The harm such provisions can do was recognised in the decision of the Kenyan High Court in 2012 when it struck down, as a breach of the constitutional right to life, human dignity and health, three sections of the Kenyan Anti-Counterfeiting Act 2008 that would have threatened access to generic medicines for people living with HIV. On going discussions at the East African Community level on anti-counterfeiting laws must ensure that similar provisions are not included.

The European Commission is currently reviewing the EU customs regulations that have in the past been used to detain generic medicines in transit through the EU on their way from one developing country to another. The proposed amendments tabled by the European Commission fail to ensure the smooth and free movement of legitimate generic drugs across trading routes and require further amendments.

• All companies should make the terms of all voluntary licences public, and support mechanisms that encourage transparent, collectively managed and public-health focused licencing, by participating in the MPP rather than seek to create alternative approaches.

Zimbabwe is moving ahead with its plans to start giving tenofovir to all patients on first-line antiretroviral treatment. The switch to tenofovir is happening in a phased manner due to financial limitations. Dr. Steven Van Den Broucke, who worked for MSF in the country from July 2010 to March 2012, explains the benefits for MSF and other health care providers of switching patients to tenofovir.

© Brendan Bannon

“We started to switch groups of patients who were initiated on stavudine to tenofovir last year, and now all patients are due to be switched to treatment with tenofovir by the end of this year.

A major reason for making the switch was that the drug is much easier to use in nurse-driven programmes. Using tenofovir in combination with efavirenz, for example, in a triple fixed-dose combination means it is possible now for us to initiate a patient on just one tablet, once a day, right from the very start of treatment. Also hugely beneficial is that fact that this combination of drugs – efavirenz, tenofovir and lamivudine – doesn’t interact with medicines the patient may be taking to treat tuberculosis at the same time.

The major problem with stavudine, which we are now replacing with tenofovir, has been the side effects it can produce in patients, such as lactic acidosis and peripheral neuropathy, both of which require careful medical monitoring.

Lactic acidosis is difficult to diagnose and while peripheral neuropathy can be spotted more easily, it is difficult to treat. And if it isn’t picked up early enough, the side effect becomes irreversible and can cause a lot of pain and prevent the patient from being able to walk. Both of these factors mean that it is much harder to manage a patient on stavudine than on tenofovir in a nurse-driven setting.

Also, because tenofovir causes fewer side effects in patients, it opens up the possibility, from a medical perspective, to increase the amount of time between patients’ clinic visits.
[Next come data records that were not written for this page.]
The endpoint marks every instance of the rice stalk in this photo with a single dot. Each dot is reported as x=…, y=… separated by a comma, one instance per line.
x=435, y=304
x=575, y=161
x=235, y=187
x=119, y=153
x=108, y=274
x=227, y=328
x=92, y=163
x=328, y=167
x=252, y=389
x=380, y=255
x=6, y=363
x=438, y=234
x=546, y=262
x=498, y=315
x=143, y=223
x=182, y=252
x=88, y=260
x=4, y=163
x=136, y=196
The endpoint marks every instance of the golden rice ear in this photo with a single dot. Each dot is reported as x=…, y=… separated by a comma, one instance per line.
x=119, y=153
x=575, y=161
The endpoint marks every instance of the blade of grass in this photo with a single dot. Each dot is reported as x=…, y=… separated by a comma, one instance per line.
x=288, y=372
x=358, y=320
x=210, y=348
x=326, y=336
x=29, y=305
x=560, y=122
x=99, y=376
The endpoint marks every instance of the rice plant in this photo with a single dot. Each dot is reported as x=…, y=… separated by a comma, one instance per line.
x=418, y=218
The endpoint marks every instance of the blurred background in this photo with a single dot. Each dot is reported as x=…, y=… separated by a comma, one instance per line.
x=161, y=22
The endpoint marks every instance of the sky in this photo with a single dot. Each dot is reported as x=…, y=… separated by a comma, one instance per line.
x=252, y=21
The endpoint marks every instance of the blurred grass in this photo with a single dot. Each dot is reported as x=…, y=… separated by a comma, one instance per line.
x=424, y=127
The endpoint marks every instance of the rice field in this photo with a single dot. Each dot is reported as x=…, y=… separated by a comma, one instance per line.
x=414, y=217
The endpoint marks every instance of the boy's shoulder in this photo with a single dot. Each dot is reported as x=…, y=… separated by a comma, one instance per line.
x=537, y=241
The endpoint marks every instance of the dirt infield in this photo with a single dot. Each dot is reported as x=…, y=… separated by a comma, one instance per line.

Patients could in theory pick up a six-month supply of the drug when they visit the clinic, instead of the current usual three-month supply here. This would result in lower workload for programme staff. Since patient cohorts are always increasing, anything that can reduce workload within a programme is valuable.

After the green light from the national authorities, MSF started to provide tenofovir in combination with efavirenz, instead of with nevirapine – it’s a preferable combination because it means patients only have to take one pill a day. But it is more expensive. We are currently providing this treatment ourselves in our projects, but hope to see the price of the combination drug drop within the next couple of years, allowing for a wider take-up across Zimbabwe, beyond MSF projects.”